Details
-
Wish
-
Status: Open
-
Minor
-
Resolution: Unresolved
-
None
-
None
-
None
Description
I'm working with an FTP server that writes into HDFS using libhdfs. I'd like to ensure that incoming files are persisted on datanode disks before returning success to clients. At present, power failures often mean lost blocks for recent uploads.
The hsync() call and CreateFlag.SYNC_BLOCK open flags seem like the right direction, but there doesn't appear to be a way to set SYNC_BLOCK with the libhdfs interface.
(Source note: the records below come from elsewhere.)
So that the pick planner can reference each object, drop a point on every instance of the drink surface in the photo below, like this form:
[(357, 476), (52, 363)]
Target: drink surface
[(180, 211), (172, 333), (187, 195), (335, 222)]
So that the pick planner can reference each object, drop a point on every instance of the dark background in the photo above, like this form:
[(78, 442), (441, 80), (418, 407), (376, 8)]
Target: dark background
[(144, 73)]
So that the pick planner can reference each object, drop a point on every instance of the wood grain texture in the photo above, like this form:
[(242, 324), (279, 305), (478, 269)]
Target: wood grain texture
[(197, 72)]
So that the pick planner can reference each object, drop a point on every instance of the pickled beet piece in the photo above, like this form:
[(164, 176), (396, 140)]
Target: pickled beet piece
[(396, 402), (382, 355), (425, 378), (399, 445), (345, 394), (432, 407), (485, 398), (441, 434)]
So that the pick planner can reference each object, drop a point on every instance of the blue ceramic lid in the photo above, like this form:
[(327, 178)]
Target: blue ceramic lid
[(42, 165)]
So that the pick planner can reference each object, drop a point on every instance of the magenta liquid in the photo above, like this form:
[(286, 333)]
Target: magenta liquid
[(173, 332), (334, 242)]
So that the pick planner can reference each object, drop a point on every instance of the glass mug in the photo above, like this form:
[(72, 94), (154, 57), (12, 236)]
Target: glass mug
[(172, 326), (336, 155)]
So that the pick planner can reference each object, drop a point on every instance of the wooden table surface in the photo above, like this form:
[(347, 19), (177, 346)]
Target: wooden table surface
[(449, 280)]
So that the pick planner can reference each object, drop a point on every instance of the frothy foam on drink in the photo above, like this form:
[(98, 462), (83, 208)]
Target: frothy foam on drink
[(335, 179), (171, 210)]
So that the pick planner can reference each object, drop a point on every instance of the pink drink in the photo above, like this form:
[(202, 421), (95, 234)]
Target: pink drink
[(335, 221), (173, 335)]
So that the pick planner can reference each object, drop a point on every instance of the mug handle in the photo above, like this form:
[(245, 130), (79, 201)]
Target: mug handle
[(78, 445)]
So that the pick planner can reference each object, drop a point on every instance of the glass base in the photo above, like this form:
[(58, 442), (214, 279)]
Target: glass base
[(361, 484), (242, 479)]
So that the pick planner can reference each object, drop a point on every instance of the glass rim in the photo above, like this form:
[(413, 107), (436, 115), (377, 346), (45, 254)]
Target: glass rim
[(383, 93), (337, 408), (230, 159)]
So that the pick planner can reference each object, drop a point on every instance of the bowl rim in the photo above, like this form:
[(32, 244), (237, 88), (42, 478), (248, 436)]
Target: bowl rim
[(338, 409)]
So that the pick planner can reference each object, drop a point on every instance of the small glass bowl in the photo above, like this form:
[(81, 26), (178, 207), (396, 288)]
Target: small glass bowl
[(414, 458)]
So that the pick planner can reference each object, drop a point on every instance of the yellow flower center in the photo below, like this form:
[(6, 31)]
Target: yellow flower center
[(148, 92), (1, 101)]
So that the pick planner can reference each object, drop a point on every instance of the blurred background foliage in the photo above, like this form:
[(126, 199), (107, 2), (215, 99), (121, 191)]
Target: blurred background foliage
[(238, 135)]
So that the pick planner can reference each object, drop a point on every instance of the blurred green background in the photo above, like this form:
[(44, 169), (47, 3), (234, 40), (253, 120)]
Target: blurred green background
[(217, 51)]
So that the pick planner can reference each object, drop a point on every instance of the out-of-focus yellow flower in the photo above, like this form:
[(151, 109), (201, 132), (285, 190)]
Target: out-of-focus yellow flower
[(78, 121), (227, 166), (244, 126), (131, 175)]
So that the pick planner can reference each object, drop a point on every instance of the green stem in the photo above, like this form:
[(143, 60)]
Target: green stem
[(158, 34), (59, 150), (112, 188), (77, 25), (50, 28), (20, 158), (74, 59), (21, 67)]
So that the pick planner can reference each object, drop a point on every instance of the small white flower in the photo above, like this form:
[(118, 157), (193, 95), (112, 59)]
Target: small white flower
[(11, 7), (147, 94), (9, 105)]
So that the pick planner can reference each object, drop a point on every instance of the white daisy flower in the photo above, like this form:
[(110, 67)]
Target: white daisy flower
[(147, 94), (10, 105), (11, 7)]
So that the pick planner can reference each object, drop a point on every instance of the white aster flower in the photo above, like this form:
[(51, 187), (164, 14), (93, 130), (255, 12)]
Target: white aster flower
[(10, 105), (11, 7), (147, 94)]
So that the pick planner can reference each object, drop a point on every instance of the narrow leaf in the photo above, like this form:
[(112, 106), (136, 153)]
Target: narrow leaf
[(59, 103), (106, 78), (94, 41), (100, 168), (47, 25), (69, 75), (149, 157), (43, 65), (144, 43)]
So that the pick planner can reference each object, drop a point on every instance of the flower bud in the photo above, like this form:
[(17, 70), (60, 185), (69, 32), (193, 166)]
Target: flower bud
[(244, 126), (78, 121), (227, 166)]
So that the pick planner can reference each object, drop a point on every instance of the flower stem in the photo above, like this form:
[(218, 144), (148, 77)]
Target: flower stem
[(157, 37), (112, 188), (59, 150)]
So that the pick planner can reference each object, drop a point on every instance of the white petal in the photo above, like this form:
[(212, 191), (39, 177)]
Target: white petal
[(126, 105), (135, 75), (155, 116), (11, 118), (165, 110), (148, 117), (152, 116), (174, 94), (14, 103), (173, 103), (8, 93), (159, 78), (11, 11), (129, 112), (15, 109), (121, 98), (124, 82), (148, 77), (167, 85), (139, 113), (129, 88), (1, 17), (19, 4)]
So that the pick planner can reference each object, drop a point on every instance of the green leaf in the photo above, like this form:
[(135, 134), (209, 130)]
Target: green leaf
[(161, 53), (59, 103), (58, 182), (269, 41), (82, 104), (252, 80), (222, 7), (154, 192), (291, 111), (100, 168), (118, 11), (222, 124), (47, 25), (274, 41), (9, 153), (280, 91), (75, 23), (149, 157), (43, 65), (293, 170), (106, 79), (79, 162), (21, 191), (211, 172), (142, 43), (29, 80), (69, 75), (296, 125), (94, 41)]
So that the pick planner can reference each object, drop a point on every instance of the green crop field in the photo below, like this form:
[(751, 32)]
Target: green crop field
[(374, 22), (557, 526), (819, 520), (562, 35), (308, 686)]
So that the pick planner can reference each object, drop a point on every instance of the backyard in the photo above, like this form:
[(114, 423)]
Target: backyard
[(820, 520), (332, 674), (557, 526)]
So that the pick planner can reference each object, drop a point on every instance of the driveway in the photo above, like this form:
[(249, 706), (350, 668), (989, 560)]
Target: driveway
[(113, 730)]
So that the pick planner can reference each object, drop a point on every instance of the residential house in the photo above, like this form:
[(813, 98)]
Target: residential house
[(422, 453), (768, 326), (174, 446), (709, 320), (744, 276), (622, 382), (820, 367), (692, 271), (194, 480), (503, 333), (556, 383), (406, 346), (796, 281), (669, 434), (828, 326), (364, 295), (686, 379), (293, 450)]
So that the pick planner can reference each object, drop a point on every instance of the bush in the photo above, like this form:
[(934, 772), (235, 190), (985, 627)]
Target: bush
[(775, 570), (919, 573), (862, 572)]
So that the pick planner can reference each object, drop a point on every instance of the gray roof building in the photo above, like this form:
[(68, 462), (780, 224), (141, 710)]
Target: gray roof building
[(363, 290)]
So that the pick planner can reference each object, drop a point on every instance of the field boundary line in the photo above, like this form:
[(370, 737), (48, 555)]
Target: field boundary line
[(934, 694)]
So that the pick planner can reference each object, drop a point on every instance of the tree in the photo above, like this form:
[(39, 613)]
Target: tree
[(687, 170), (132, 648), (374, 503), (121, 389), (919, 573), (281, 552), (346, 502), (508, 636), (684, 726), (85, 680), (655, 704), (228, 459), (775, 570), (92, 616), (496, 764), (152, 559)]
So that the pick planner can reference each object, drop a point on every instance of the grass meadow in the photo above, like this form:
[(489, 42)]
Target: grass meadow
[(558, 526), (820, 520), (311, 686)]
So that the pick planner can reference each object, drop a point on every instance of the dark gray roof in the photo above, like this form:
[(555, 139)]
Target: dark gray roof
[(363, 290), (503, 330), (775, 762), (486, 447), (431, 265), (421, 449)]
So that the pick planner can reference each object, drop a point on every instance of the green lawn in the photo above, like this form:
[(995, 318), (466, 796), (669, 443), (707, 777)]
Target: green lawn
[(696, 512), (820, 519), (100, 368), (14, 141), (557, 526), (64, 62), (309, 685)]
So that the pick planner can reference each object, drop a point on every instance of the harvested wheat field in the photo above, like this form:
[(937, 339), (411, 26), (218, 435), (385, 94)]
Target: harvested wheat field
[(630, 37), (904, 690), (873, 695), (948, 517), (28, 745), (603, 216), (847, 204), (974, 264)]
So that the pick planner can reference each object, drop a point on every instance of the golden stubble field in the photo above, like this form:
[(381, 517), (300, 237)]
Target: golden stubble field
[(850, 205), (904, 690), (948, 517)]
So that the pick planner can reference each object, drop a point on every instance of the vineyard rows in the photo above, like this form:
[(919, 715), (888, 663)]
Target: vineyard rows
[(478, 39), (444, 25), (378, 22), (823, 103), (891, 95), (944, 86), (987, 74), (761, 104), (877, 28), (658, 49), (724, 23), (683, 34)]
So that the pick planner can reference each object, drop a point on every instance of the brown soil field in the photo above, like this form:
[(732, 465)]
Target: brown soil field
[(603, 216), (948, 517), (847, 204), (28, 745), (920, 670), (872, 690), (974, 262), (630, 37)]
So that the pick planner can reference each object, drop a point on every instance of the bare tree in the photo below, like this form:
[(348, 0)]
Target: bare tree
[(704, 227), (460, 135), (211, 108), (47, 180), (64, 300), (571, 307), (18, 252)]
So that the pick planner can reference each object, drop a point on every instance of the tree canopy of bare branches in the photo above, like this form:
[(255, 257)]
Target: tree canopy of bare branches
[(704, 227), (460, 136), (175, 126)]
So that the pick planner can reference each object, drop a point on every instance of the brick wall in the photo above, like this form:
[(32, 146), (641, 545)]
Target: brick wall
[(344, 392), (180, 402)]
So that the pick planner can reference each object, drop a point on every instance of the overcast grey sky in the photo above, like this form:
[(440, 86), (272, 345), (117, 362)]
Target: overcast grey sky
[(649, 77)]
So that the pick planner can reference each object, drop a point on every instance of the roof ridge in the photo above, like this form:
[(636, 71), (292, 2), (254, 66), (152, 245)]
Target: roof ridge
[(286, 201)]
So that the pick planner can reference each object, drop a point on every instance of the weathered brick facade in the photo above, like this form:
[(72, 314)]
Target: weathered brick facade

I believe hsync() only applies to the current block for a filehandle.
Thoughts on implementing it:
- Use an existing 'close enough' fcntl flag to set SYNC_BLOCK?
Maybe O_DIRECT? Or O_SYNC or O_DSYNC
This would probably be the best, as it would keep the libhdfs interface the same, and older versions would ignore the flags. - Make hdfsOpenFile2 and have it accept HDFS flags (instead of fcntl flags)?
- Provide a method in DFSOutputStream to set shouldSyncBlock on an existing stream, and a function in libhdfs to enable it?
For flushing writes with libhdfs right now (using CDH5), I'm guessing my only option is to call hsync() after every 'block size' of writes, exactly on the boundary.
Best regards,
John